As with any injury, a thorough assessment requires the following:
The cause of the mandibular fracture is essential because it may indicate fracture type and severity.
A blow to the mandibular angle will likely cause a fracture of that angle and potentially a contralateral fracture of the body or symphysis.
Impact on the chin would lead one to suspect a symphysis or condylar fracture, or both.
A motor vehicle accident or a gunshot wound would lead one to suspect comminution.
The duration between injury and seeking treatment is essential. Studies have shown that the earlier antibiotics can be instituted, the less chance of infections developing in the fracture. A delayed presentation may therefore increase the likelihood of infection.
The location of swelling will help identify the location of the fracture.
Malocclusion is one of the most sensitive indicators of mandibular fractures. It may be visible to the clinician and evident to the patient.
The case on the left exhibits an obvious malocclusion caused by a fracture between the left canine and the lateral incisor.
Unilateral hyper occlusion and contralateral open bite usually indicate an ipsilateral condylar fracture.
An anterior open bite usually indicates either bilateral condylar or bilateral angle fractures.
Bilateral crossbite may indicate a combination of symphysis and bilateral condylar fractures.
A sublingual hematoma or other intraoral hematomas may indicate underlying bony fractures.

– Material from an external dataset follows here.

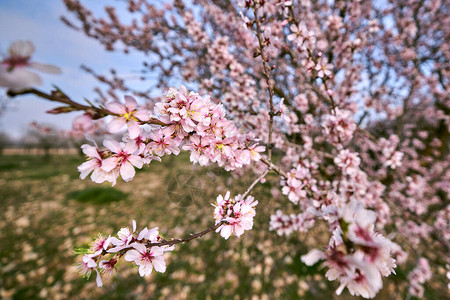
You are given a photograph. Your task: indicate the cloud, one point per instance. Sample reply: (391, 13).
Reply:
(57, 44)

Intraoral lacerations of the gingiva will usually indicate an underlying fracture.
Loose teeth may or may not be associated with bony fractures
Numbness of the mental nerve is a sensitive indicator for a fracture through the mandibular area where the inferior alveolar nerve courses.
Deviation of the mandible on opening usually indicates a fracture of the mandibular condyle on the deviation side.
Preauricular pain may indicate a condylar process fracture or intraarticular hematoma.
Mobility across the tooth-bearing regions indicates a fracture.
Keep in mind that any fracture passing through the tooth-bearing area is considered an open (compound) fracture.
Plain films are the least useful but the only imaging available in some cases.
When plain films are used to diagnose mandibular fractures, one should include radiographs taken in two planes at 90° to each other.
The minimum requirement is a PA view and a panoramic view. These views will readily show all fractures of the mandible.
One can supplement these images with:
a periapical dental film; if there is suspicion of dental root fracture or periapical abscess
CT or cone-beam CT imaging has become the standard of care for the diagnosis of all facial fractures.
In comminuted fractures, CT and/or cone beam CT is extremely useful for adequate three-dimensional preoperative assessment of the fracture pattern, segmentation, and fragment displacement.
The coronal, sagittal, and axial planes each must be studied.
To have a clear overview, a 3-D image is optimal.